Für die nächsten Tage buchte ich einen Platz auf einem Lousiana State Park Camping ausserhalb von New Orleans. Meine frischen Vorräte gingen zur Neige. Zuerst fuhr ich in die Stadt zum Einkaufen. Nur 2 grosse hohe Brücken überqueren den Mississippi auf dem Stadtgebiet. Der Campingplatz liegt südlich der Stadt. Als ich im Internet nach einem Parkplatz in der Innenstadt suchte, hatte ich zum ersten Mal Sicherheitsbedenken. Abgesehen davon, dass die Parkplätze teuer sind, lese ich in den Kommentaren immer wieder von eingeschlagenen Fensterscheiben. In der Nähe, 5km, gibt es einen Bus direkt in die Innenstadt. Eine Tageskarte für 65+ 2$. Einziger Nachteil, der letzte Bus fährt am frühen Abend. Im Bus war ich das einzige männliche Bleichgesicht.


Kaum ausgestiegen, ein trauriger Anblick. An einer Kreuzung mit Bürogebäuden und Parkplätzen steht Louis Armstrong, zerquetscht, als Bronzestatue. Er merkt es nicht mehr, er wäre jetzt 123 Jahre alt, trotzdem hätte ich ihm einen schöneren Platz gegönnt. Der NZZ-Artikel "Entfesselter Urwald" - Louis Armstrong und der Rassismus" vom November 2022 beschreibt, wie Louis Armstrong jeweils in der Schweiz empfangen wurde und was die Presse darüber schrieb.

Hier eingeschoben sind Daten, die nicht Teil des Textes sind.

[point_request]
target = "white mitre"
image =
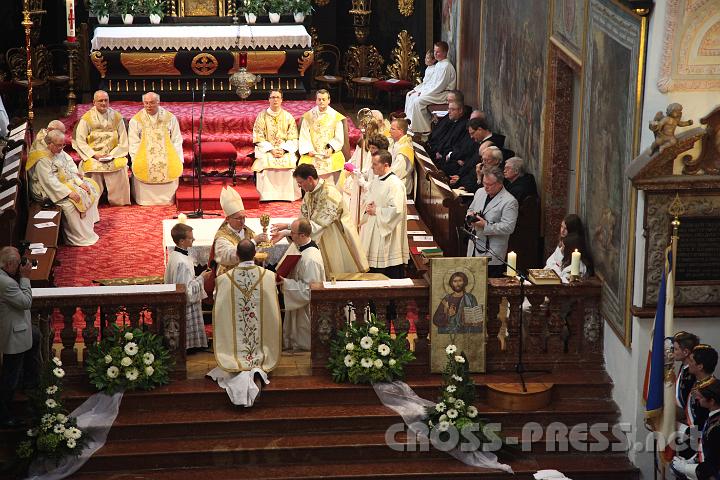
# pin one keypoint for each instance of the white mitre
(230, 201)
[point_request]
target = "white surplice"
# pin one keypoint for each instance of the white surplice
(384, 235)
(296, 291)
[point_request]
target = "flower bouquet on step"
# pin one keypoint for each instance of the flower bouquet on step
(128, 359)
(53, 434)
(366, 353)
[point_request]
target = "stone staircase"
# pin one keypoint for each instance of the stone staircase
(308, 427)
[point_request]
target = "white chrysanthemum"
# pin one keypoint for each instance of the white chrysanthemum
(131, 348)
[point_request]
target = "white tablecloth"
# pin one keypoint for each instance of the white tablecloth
(204, 230)
(200, 37)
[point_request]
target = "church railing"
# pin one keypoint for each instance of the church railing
(564, 330)
(83, 314)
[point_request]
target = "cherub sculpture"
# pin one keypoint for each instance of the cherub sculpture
(663, 126)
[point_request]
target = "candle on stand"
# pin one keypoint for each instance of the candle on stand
(70, 19)
(575, 264)
(512, 264)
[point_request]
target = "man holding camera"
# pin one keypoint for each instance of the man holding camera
(18, 340)
(492, 216)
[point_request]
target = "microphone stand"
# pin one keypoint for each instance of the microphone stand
(519, 366)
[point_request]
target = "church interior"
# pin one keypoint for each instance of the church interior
(533, 182)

Ich ging im French Quarter in der Altstadt von New Orleans auf und ab. Das Viertel schien mir heute vor allem auf den Tourismus ausgerichtet zu sein. Das Jazz Museum zeigt die Entstehung und Entwicklung des Jazz in New Orleans. Täglich finden Konzerte im Jazz Museum statt. Bei meinem Besuch hörte ich Jazzrock mit E-Gitarre, E-Bass und Schlagzeug. Der Gitarrist sang auch.



Im Norden von Arizona lag noch Schnee und es war kalt. Dieses Wetter lud mich nicht ein, den Norden des Grand Canyons zu besuchen. Ich beschloss, im wärmeren Süden zu bleiben und nach Florida zu reisen. Bei Florida dachte ich vor allem an Rentnerparadies, extremen Konservatismus und Golfplätze.

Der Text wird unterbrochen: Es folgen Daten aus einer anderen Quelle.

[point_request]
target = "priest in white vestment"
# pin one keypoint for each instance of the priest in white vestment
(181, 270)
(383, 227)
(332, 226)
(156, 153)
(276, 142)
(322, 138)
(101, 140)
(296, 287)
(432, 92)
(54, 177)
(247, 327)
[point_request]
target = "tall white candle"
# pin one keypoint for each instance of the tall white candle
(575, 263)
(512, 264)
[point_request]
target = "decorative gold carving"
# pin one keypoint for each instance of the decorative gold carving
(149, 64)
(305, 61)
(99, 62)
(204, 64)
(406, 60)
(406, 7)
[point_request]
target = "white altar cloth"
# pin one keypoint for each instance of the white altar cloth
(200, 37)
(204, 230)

Von New Orleans aus fuhr ich zunächst auf dem Highway I-10 nach Osten bis Pensacola. Ich war erstaunt, wie schnell ich nach einem kurzen Stück Alabama in Florida war. Florida erstreckt sich weit nach Westen an der Küste entlang. Pensacola war die erste europäische Siedlung auf dem Gebiet der heutigen USA. Die Kolonialgeschichte interessierte mich zu wenig. Ich fuhr lieber an die Küste und übernachtete auf einem Walmart-Parkplatz. Ich blieb an der Küste, kam an Panama City vorbei. Wieder ein bekannter Name. Die Landschaft ist grün und üppig. An einem kleinen Fluss inmitten von Wald und wenigen Häusern stellte ich den Van neben einer Bootsrampe ab. Der Wasserstand war hoch, der Steg und der Garten eines nahegelegenen verlassenen Hauses überflutet. Das einzige Geräusch an diesem ruhigen Ort war das Quaken der Frösche bis spät in die Nacht.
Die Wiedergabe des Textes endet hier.